The Archbishop’s Sharia Amour

Europe: Civilization took a low blow Thursday when a pillar of its values, the archbishop of Canterbury, decided that Islamic law is now “unavoidable” in the U.K. as a matter of progress and tolerance. He’s off the deep end.

In Rowan Williams’ own mind, it all seemed so reasonable. “People may be surprised,” he told the BBC in justifying his insistence that Shariah law is inevitable, “but I hope that surprise will be modified when they think about the general question of how the law and religious community, religious principle are best and fruitfully accommodated.” After all, wasn’t it all happening anyway?

“As a matter of fact, certain provisions of Sharia are already recognized in our society and under our law,” said the Church of England leader, citing legal provisions for faith-based objections to abortion.

But the issue isn’t about a right to refrain, but the wholesale forcing of Britain’s Muslim subpopulation into an alternative legal system run by an unelected theocracy.

“In a plural society, all citizens are equal under the law and the archbishop’s comments directly undermine this,” Alastair McBay of the National Secular Society told the U.K. Press Association.

It’s part of a slippery slope Britain’s already skidded well down on.

“We have segregated schools, segregated scout groups and even segregated toilets for Muslims,” noted McBay.

What’s worse, Britain has an especially vulnerable system because so many of its laws are unwritten except through the stubborn tradition known as common law. So what the archbishop is proposing, under cover of tolerance, is nothing less than to get rid of the invisible architecture of the law.

Naturally, the archbishop premises his proposal on what he presumes are good intentions.

“No one in their right mind, I think, would want to see in this country a kind of inhumanity that sometimes appears to be associated with the practice of the law in some Islamic states — the extreme punishments, the attitudes to women as well,” Williams said.

So it’s not the beheadings, amputations, forced marriages, stonings, female circumcision, the veil, sex apartheid and jailing of rape victims that he’s advocating. Just a tolerance for differences.

But it amounts to stripping Britons of legal rights, and that’s a slippery slope he can’t quite get to the bottom of. He opens the door to it by saying Shariah would be useful for family and marriage matters to start.

Though that looks innocuous and insignificant, it’s really not. What he’s proposing could end prohibitions on polygamy, revoke female inheritance rights and make divorce a cheap verbal affair.

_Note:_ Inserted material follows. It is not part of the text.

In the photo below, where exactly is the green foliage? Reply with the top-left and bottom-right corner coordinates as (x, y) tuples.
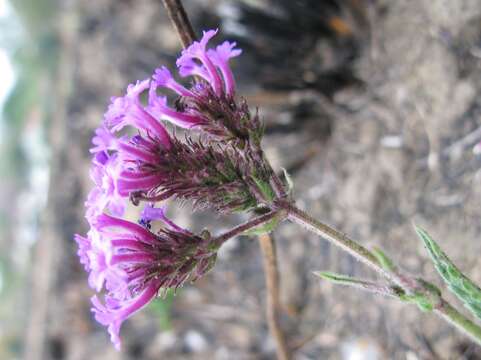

It wouldn’t stop there. Heaven help any Muslim seeking to change his religion (it’s against Islamic law) — or one who wants to write another “Satanic Verses,” as Muslim apostate Salman Rushdie did.

It also goes against the Council of Europe’s European Court of Human Rights 2003 ruling that Shariah is “incompatible with the fundamental principles of democracy.”

But no matter to the archbishop. In his preening statements on tolerance and progress, he’s congratulating himself on his open mind at the expense of the rights of Muslims, many of whom have fled Shariah tyrannies to practice their religion freely, and in peace.

The saddest thing about Williams’ proposal is that it repudiates Britain’s historic distinction in Europe as a safe haven for religious dissenters since the days of the Pilgrims.

No longer would a Somali Muslim dissenter like Ayaan Hirsi Ali find in Britain a safe haven. With the archbishop backing the mullahs, she’d find her tormentors waiting for her in London instead.

For an archbishop supposedly upholding the oldest traditions of the West, his support for such notions are the height of intolerance.